An ultrasonic chemical assisted polishing (UCAP) method exploiting the recombination mechanism of ultrasonic vibration, Fenton oxidation and mechanical impact is proposed for efficient finishing of silicon carbide (SiC). Experiments and theoretical analyses were performed to explore the effect of H2O2 content, FeSO4 content and ultrasonic amplitude on removal rate and surface roughness of UCAP and material removal mechanism. The combined interactions of ultrasonic and Fenton oxidation achieved superior polished efficiency and quality with a 19.51 % improvement in MRR and a 18.3 % increase in Ra compared to MP. This originates from the synergistic effect of oxidation of OH generated by chemical polishing slurry and the promotion of mechanical removal of abrasives and oxidation rate of SiC by ultrasonic vibration.

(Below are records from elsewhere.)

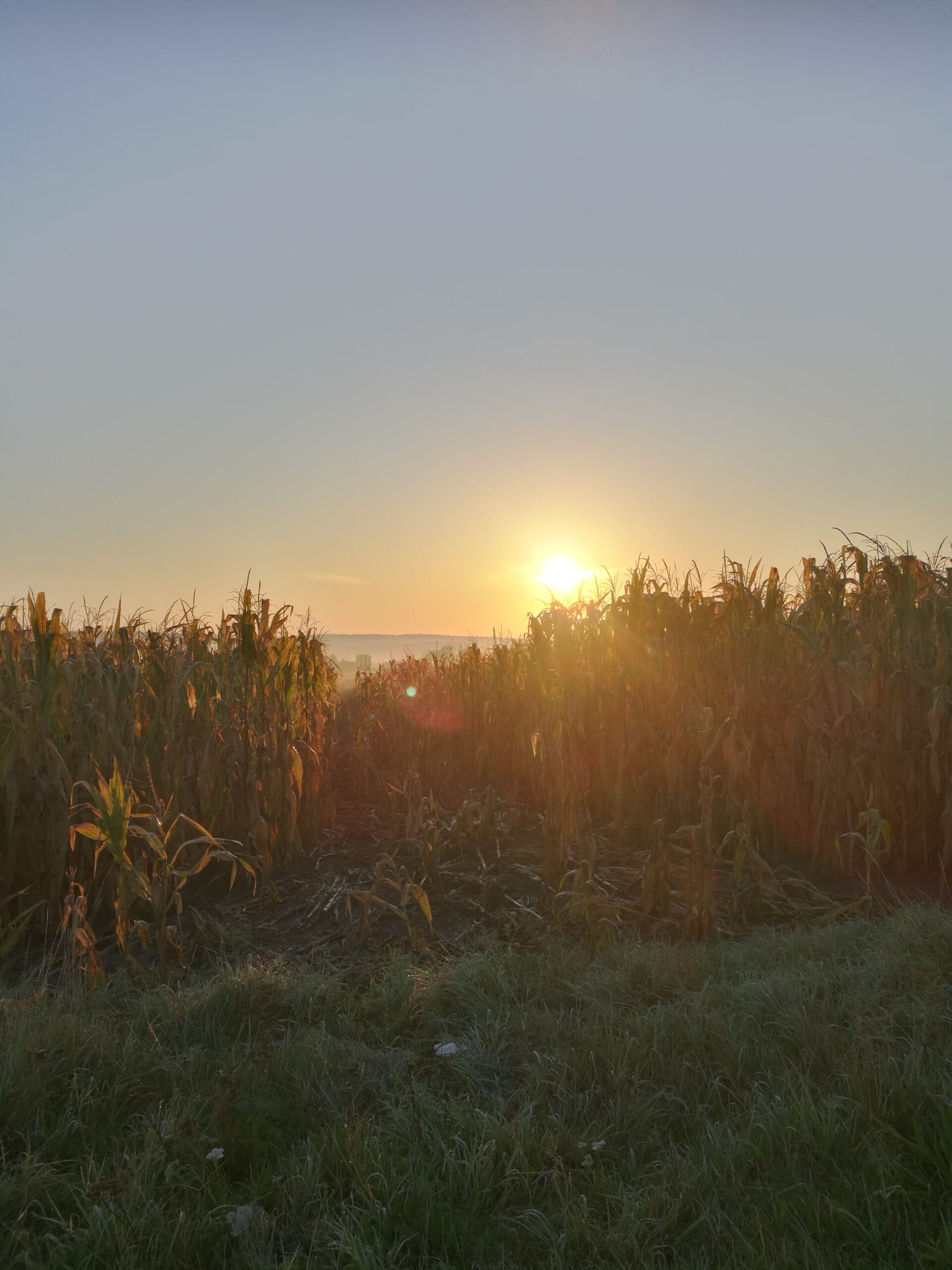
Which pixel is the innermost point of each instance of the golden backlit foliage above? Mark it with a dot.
(812, 717)
(228, 723)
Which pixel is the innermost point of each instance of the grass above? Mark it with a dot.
(772, 1101)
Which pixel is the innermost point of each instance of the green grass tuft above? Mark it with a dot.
(776, 1101)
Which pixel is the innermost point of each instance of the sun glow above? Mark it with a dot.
(561, 574)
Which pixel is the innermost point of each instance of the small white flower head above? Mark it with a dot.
(240, 1219)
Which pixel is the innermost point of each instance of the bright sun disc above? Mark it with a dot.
(561, 574)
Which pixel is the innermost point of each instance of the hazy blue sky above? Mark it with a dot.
(388, 303)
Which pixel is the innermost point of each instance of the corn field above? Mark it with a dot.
(229, 724)
(658, 728)
(814, 718)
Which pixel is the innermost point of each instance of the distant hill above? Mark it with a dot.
(381, 647)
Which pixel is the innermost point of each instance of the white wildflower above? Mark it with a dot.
(240, 1219)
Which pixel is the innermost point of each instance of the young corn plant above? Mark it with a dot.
(390, 878)
(159, 870)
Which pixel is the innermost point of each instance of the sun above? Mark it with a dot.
(561, 574)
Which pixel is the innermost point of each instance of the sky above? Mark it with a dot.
(385, 304)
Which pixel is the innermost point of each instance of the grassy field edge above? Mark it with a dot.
(777, 1100)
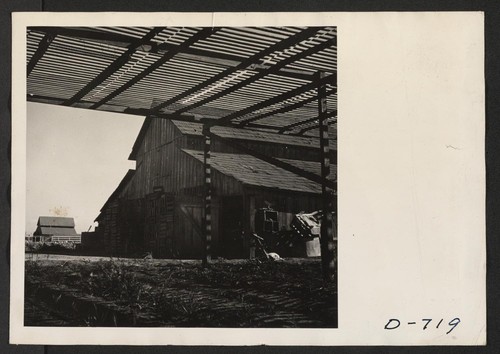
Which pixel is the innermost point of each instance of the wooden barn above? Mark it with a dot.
(56, 229)
(159, 207)
(237, 118)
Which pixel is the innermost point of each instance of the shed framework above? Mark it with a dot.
(281, 80)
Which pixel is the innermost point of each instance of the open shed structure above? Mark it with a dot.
(267, 80)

Excessive FeSO4 and insufficient H2O2 can induce flocculent precipitates, thus reducing the MRR of SiC UCAP. Moreover, a larger ultrasonic amplitude generated a greater MRR, but with a smaller deterioration of the machined surface. This investigation reveals that UCAP is a progressive precision machining approach for optical ceramic materials polishing. The proposed polishing process will promote hybrid processing technologies research and simplify the existing SiC machining process to achieve extremely efficient polishing of SiC.